Rendre visible ce groupe invisible est un moyen de lutter contre l'infertilité sociale. Un autre moyen pourrait être d'élargir la définition de la parentalité.
Tous les chercheurs qui se sont exprimés sur l'absence d'enfants ont tenu à souligner que les personnes sans enfants ont néanmoins un rôle essentiel à jouer dans leur éducation.
C'est ce que les écologistes comportementaux appellent l'alloparentalité, explique Anna Rotkirch. Pendant une grande partie de l'évolution humaine, un bébé avait plus d'une douzaine de personnes qui s'occupaient de lui.
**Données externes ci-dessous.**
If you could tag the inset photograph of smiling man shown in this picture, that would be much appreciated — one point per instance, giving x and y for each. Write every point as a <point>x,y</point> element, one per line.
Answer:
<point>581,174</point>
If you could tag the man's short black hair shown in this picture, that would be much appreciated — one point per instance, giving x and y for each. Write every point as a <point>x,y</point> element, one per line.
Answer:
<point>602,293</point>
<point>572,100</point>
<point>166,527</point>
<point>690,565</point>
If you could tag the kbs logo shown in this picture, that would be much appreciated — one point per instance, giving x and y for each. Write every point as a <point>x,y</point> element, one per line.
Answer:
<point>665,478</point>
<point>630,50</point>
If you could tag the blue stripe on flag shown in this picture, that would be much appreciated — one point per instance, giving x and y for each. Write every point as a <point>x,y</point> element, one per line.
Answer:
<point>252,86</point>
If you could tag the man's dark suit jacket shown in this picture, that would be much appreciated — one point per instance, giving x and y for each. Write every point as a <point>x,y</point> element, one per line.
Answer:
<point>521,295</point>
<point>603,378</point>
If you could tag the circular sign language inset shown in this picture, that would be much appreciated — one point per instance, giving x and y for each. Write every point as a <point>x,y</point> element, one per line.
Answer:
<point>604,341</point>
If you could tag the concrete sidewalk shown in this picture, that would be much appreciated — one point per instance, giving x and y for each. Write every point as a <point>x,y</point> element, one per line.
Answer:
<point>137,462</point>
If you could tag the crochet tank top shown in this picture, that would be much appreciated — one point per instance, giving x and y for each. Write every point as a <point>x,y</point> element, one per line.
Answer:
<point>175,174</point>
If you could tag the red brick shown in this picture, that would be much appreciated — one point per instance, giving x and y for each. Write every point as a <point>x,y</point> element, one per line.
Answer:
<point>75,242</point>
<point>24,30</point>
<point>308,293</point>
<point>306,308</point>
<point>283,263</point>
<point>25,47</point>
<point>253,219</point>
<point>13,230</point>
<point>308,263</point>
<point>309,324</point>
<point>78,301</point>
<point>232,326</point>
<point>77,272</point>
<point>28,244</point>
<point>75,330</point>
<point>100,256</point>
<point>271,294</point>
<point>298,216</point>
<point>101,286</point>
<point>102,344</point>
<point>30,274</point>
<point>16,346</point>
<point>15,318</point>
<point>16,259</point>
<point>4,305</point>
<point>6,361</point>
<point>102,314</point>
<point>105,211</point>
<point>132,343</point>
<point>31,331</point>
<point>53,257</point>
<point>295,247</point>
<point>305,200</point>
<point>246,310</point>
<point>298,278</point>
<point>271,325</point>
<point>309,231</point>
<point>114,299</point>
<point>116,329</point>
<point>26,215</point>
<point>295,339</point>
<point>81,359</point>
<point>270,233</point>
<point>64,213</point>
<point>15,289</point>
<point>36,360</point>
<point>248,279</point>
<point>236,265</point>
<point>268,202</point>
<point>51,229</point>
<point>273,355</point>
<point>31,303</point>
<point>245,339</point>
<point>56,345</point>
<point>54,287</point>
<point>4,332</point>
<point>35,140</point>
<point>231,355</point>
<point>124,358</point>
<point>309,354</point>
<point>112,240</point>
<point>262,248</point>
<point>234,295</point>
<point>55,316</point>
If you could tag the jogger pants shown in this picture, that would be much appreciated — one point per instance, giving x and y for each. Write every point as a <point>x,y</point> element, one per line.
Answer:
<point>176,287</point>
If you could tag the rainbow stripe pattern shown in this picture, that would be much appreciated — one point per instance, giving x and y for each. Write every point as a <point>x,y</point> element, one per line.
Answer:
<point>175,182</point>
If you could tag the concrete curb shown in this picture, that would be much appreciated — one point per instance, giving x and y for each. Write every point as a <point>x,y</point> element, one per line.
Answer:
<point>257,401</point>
L'un des hommes sans enfants avec lesquels le Dr Hadley s'est entretenu dans le cadre de ses recherches a parlé d'une famille qu'il rencontrait régulièrement dans son club de football local. Pour un projet scolaire, les deux jeunes garçons avaient besoin d'un grand-parent. Mais ils n'en avaient pas.
Il est devenu leur grand-père de substitution et, pendant des années, lorsqu'ils le voyaient au football, ils lui disaient : « Bonjour grand-père ». C'était merveilleux d'être reconnu de cette manière, a-t-il déclaré.
« Je pense que la plupart des personnes sans enfant sont en fait impliquées dans ce type de soins, mais que c'est invisible », déclare le professeur Rotkirch.
« Cela n'apparaît pas dans les registres des naissances, mais c'est vraiment important.